Reflections And Lessons From The New Zealand Christchurch Mosque Attacks

by Yousuf Ali

Those of us in the United States on the night of Thursday, March 14 went to bed with some very tragic news which only got worse when we woke up. Two mosques in New Zealand were attacked in an apparent Islamophobic and white supremacist attack on Friday prayers in New Zealand.

By the next morning, 49 people were killed, and several days later we still haven’t verified the total number and all of their nationalities and identities.

Needless to say, this was a very busy and trying time for Muslims worldwide with many including myself performing salat al janazah al-ghaib (the funeral prayer in absentia) after Friday Prayers.

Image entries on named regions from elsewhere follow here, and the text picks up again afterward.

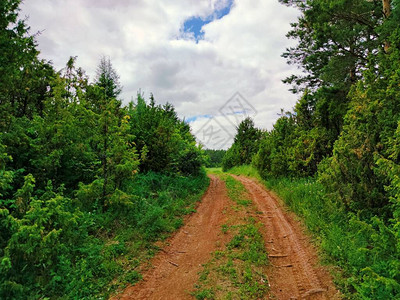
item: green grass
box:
[99,173,209,299]
[227,166,400,299]
[192,176,268,299]
[228,165,262,181]
[206,168,223,175]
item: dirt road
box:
[114,175,339,300]
[115,175,229,300]
[234,176,340,299]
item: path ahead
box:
[234,176,340,300]
[115,175,339,300]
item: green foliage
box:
[128,95,204,175]
[204,149,226,168]
[192,175,268,299]
[238,167,400,299]
[0,0,208,299]
[222,117,261,171]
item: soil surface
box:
[114,175,340,300]
[115,175,229,300]
[234,176,340,299]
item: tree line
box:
[0,0,206,299]
[223,0,400,299]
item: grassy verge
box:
[228,166,400,299]
[193,176,268,299]
[99,173,209,298]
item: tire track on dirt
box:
[234,176,340,300]
[113,175,229,300]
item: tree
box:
[222,117,261,170]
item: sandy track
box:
[114,175,229,300]
[234,176,340,300]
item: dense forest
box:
[223,0,400,299]
[0,0,208,299]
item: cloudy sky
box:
[21,0,298,148]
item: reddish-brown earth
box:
[114,175,340,300]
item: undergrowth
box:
[192,176,268,299]
[230,166,400,299]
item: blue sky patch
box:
[183,0,233,43]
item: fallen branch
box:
[167,260,179,267]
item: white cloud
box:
[21,0,297,149]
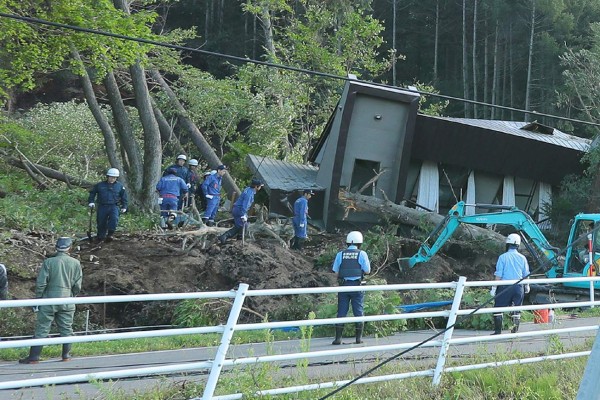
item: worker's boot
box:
[331,325,344,345]
[19,346,44,364]
[510,314,521,333]
[355,322,365,344]
[492,315,502,335]
[62,343,72,361]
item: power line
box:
[0,12,600,127]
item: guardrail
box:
[0,277,600,400]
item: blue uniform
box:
[156,174,187,217]
[332,245,371,318]
[292,196,308,239]
[88,181,127,240]
[202,173,222,222]
[494,249,529,307]
[231,187,254,228]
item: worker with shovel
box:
[88,168,127,242]
[219,178,264,244]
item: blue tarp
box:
[396,300,452,312]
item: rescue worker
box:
[290,189,315,250]
[202,165,227,226]
[331,231,371,345]
[88,168,128,242]
[490,233,529,335]
[219,178,264,244]
[186,158,200,207]
[196,169,217,210]
[19,237,82,364]
[0,264,8,300]
[156,168,188,229]
[163,154,192,210]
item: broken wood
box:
[338,191,505,242]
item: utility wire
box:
[0,12,600,127]
[319,225,600,400]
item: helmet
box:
[56,237,73,251]
[346,231,362,244]
[106,168,119,178]
[506,233,521,246]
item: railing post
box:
[202,283,249,400]
[433,276,467,386]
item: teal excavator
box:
[401,201,600,303]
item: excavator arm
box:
[408,201,559,270]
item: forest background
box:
[0,0,600,216]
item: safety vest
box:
[338,249,363,278]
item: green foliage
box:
[173,299,230,328]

In response, there has been a considerable discussion amongst Muslims about how to defend themselves against such incidents in the future.

In addition to the obvious condemnations, Muslim leaders have been contemplating how to best protect themselves and their places of worship. Naturally, there was an increased police presence at most if not all mosques in the states to prevent any copycat or coordinated attacks.

Beyond this, many Muslims have suggested that they arm and train some of their attendees to ask as security in case of such an attack. Without any doubt, there is definitely a place for self-defense from a community which is consistently under attack. At the same time, the best way to make both Muslims and society safe are to disarm those who intend them harm.

As it stands, the nearly dogmatic commitment of some members of western societies, especially the United States, to the idea that every person by default has a right to the most deadly weapons enables the most dangerous and hateful individuals. Those suggesting that individuals have to be ready to fight or kill their potential assailants in order to be safe may only end up compounding the problem by creating a society of people who are constantly on edge. Additionally, we must dispense with the false narrative that such tragedies are somehow the fault of Muslims or their religion.

Despite the overwhelming support from world leaders, some individuals disgraced themselves in their response to the idea of 50 Muslims being killed. Thankfully, the prime minister of New Zealand Jacinda Ardern was unequivocal in her opposition to the attack and even took measure to limit the sale of assault weapons in her country within days.

However, some responses revealed a far uglier side of society. In particular, one Australian, the country from which the suspect is, senator Fraser Anning released a statement suggesting that Muslim immigration was to blame and that Muslims were mostly aggressors and rarely victims. Within a day of that statement, an Australian teenager egged him on the face.

To that, I simply say Fraser Anning may have been the victim today, but he has spent the past 20 years demonizing Muslims facilitating a climate in which tragedies such as the one we saw in New Zealand are possible. If he wants such behavior to stop, he should look inwards and show a genuine capacity to change before getting any sympathy. On a serious note, Anning is probably expressing a sentiment which many in society share but have the better sense to say, and that is sufficient reason to remain vigilant.

Without any doubt, the New Zealand Massacre was a tragedy from which we all have a lot to learn. For Muslims, they must be sure not to be naive about the threat to their safety posed by members of the society.

We should still continue our outreach efforts to those sympathetic to us and win over those who are persuadable. At the same time, there are some people with a visceral hatred of us and our religion who will always exist.

While we may not convince them otherwise, we should make sure to highlight the reality of this threat and do our best to disarm them, thereby preventing attacks like these on Muslims and other people whom they hate. These are some productive steps that can be taken to reduce the likelihood of such tragedies.